Весь Азимов. Транторианская империя (Азимов) - страница 3

Глэдия подняла левую руку и сделала жест. В доме тут же зажегся свет, стали видны тёмные фигуры нескольких роботов, но Глэдия не обратила на них внимания. В любом порядочном доме роботы всегда рядом с человеком — как для обслуживания, так и для охраны.

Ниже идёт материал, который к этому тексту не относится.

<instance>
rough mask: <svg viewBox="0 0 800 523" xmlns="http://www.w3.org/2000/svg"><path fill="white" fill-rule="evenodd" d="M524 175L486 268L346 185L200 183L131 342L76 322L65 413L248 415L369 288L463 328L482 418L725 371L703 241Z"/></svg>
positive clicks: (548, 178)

Глэдия в последний раз бросила взгляд на небо и пожала плечами. Донкихотство! Даже если бы она могла увидеть солнце погибшего теперь мира — ну и что? Можно выбрать наугад любую звезду и считать её солнцем Солярии. Её внимание снова вернулось к Дэниелу. Он терпеливо ждал, стоя в тени. Глэдия снова подумала, как мало он изменился с тех пор, как она впервые увидела его в доме доктора Фастольфа. Конечно, его конструкцию совершенствовали. Она знала, но старалась не думать об этом.

Это общая участь, которой подвержены и люди. Космониты гордились железным здоровьем и долголетием — от трёх до четырёх столетий, — но они не обладали абсолютным иммунитетом к возрастным изменениям.

В одно бедро Глэдии была вставлена титаново-силиконовая трубка, большой палец левой руки искусственный, хотя это нельзя заметить без тщательной ультра-сонограммы, даже некоторые нервы заново подтянуты. Всё это могло быть у любого космонита её возраста в любом из пятидесяти Внешних миров, нет, из сорока девяти, поскольку Солярию больше не учитывали.

Упоминать о подобных вещах считалось до крайности неприличным. Медицинские записи хранились, поскольку могло потребоваться дальнейшее лечение, но никто не имел к ним доступа. Хирурги зарабатывали порой лучше, чем сам Председатель. Происходило это отчасти потому, что они были практически изгнаны из светского общества.

Потому что они знали.

Всё это было частью стремления космонитов к долгой жизни, их нежелания признать, что старость существует, но Глэдия не задерживалась на анализе причин: ей просто было неприятно думать о себе в этой связи. Имей она трёхмерную карту своего тела, где все протезы, все исправления отмечались красным на сером фоне природного, даже издали можно было заметить эти красные пятна.

Однако мозг её был цел и невредим, и, пока это так, она цела и невредима, что бы ни произошло с её телом.

Её мысли вернулись к Дэниелу.

Она знала его двести лет, но только год была его хозяйкой. Когда Фастольф умирал, он, по обычаю, завещал всё городу, но две вещи оставил Глэдии, не считая того, что официально ввел её во владение домом, в котором она жила, со всеми его роботами, имуществом и земельным участком.

Одной из этих двух вещей был Дэниел.

— Ты помнишь всё, что случилось за двести лет? — спросила Глэдия.